40 node prod cluster restarts when joining a new node or removing.

This means that once a node goes offline, forming a new membership will take ~1min24s (one full token and one full consensus timeout), which is too long HA is active and very likely leads to fencing, see [1]. My suggestion would be to remove all current custom corosync configuration and instead set only a custom token coefficient as described in [1].
I haven't tested how corosync with a customized config like yours would react to a config change, so it might be advisable to disarm HA before making the change (and re-enable it afterwards).

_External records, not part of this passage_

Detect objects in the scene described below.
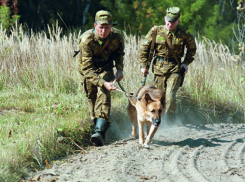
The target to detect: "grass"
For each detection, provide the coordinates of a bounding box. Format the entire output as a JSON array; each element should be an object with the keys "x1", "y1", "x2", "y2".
[{"x1": 0, "y1": 24, "x2": 245, "y2": 181}]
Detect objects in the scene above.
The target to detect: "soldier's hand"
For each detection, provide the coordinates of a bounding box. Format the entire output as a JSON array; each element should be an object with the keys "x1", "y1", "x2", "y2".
[
  {"x1": 116, "y1": 70, "x2": 123, "y2": 82},
  {"x1": 140, "y1": 68, "x2": 149, "y2": 77},
  {"x1": 180, "y1": 64, "x2": 188, "y2": 74},
  {"x1": 104, "y1": 82, "x2": 117, "y2": 91}
]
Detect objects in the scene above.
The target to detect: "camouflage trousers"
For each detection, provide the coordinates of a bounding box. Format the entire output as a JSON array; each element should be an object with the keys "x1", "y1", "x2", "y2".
[
  {"x1": 82, "y1": 70, "x2": 114, "y2": 121},
  {"x1": 154, "y1": 73, "x2": 181, "y2": 114}
]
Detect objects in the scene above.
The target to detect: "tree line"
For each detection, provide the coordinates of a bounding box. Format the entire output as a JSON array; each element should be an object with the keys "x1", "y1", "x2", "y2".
[{"x1": 0, "y1": 0, "x2": 244, "y2": 52}]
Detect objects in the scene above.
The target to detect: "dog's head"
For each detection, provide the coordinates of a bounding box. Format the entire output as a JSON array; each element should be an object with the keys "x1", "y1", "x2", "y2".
[{"x1": 141, "y1": 93, "x2": 165, "y2": 126}]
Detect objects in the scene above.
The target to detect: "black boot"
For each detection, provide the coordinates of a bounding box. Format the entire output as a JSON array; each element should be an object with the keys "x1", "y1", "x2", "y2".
[{"x1": 91, "y1": 118, "x2": 110, "y2": 146}]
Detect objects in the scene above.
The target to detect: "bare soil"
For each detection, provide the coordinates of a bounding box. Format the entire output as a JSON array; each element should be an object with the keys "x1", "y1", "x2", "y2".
[{"x1": 27, "y1": 114, "x2": 245, "y2": 182}]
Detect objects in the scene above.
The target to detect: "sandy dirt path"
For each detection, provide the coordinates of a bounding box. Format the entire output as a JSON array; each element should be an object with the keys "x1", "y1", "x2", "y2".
[{"x1": 25, "y1": 116, "x2": 245, "y2": 182}]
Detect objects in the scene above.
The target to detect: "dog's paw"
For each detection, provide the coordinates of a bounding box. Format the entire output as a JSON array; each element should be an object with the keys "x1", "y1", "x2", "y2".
[{"x1": 142, "y1": 144, "x2": 150, "y2": 149}]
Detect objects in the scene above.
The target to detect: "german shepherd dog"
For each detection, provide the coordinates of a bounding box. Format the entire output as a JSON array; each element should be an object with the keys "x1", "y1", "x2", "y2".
[{"x1": 127, "y1": 85, "x2": 165, "y2": 148}]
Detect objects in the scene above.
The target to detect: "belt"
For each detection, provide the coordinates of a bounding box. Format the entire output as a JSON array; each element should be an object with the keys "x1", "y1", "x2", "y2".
[{"x1": 157, "y1": 56, "x2": 177, "y2": 63}]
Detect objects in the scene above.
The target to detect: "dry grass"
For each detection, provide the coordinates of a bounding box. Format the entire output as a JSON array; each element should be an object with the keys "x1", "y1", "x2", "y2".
[{"x1": 0, "y1": 24, "x2": 245, "y2": 181}]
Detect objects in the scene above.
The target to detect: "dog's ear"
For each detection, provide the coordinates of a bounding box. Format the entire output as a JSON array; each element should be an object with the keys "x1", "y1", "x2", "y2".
[{"x1": 143, "y1": 93, "x2": 153, "y2": 103}]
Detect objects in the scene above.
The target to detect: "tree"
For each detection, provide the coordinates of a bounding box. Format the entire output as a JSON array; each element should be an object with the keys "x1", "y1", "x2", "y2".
[
  {"x1": 0, "y1": 0, "x2": 20, "y2": 29},
  {"x1": 233, "y1": 0, "x2": 245, "y2": 57}
]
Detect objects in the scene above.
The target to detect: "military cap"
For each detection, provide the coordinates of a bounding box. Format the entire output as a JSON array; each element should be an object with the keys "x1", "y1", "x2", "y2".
[
  {"x1": 95, "y1": 10, "x2": 113, "y2": 25},
  {"x1": 166, "y1": 7, "x2": 180, "y2": 22}
]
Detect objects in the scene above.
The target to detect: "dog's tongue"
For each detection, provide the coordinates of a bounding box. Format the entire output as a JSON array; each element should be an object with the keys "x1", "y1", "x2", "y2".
[{"x1": 153, "y1": 124, "x2": 159, "y2": 128}]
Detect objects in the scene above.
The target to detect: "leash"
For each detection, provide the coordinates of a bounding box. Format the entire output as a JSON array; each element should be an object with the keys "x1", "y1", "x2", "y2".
[
  {"x1": 142, "y1": 73, "x2": 148, "y2": 87},
  {"x1": 112, "y1": 74, "x2": 147, "y2": 100},
  {"x1": 112, "y1": 79, "x2": 140, "y2": 100}
]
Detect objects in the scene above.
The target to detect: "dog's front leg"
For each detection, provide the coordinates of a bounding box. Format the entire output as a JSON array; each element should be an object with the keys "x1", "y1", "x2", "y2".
[
  {"x1": 132, "y1": 123, "x2": 137, "y2": 137},
  {"x1": 138, "y1": 120, "x2": 144, "y2": 145},
  {"x1": 143, "y1": 125, "x2": 158, "y2": 148}
]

[1] https://forum.proxmox.com/threads/proxmox-with-48-nodes.174684/page-2#post-825826

We reverted our settings as per your suggestion and applied the below only. When these settings were applied HA was not disabled (jfyi)

Code:
totem {
  cluster_name: proxmox-prod
  config_version: 80
  interface {
    linknumber: 0
  }
  ip_version: ipv4-6
  link_mode: passive
  secauth: on
  token_coefficient: 200
  version: 2
}

Our findings/testing - deleting a node from the cluster around this time > Jan 15 11:48:22 in the logs attached. The cluster did not lose quorum. Thank you!

Based on this do you still recommend creating a separate network for corosync? The only way possible we see is to create another bond for corosync with LACP (fast) everywhere on the existing switches that are in a (VLT).
 

Attachments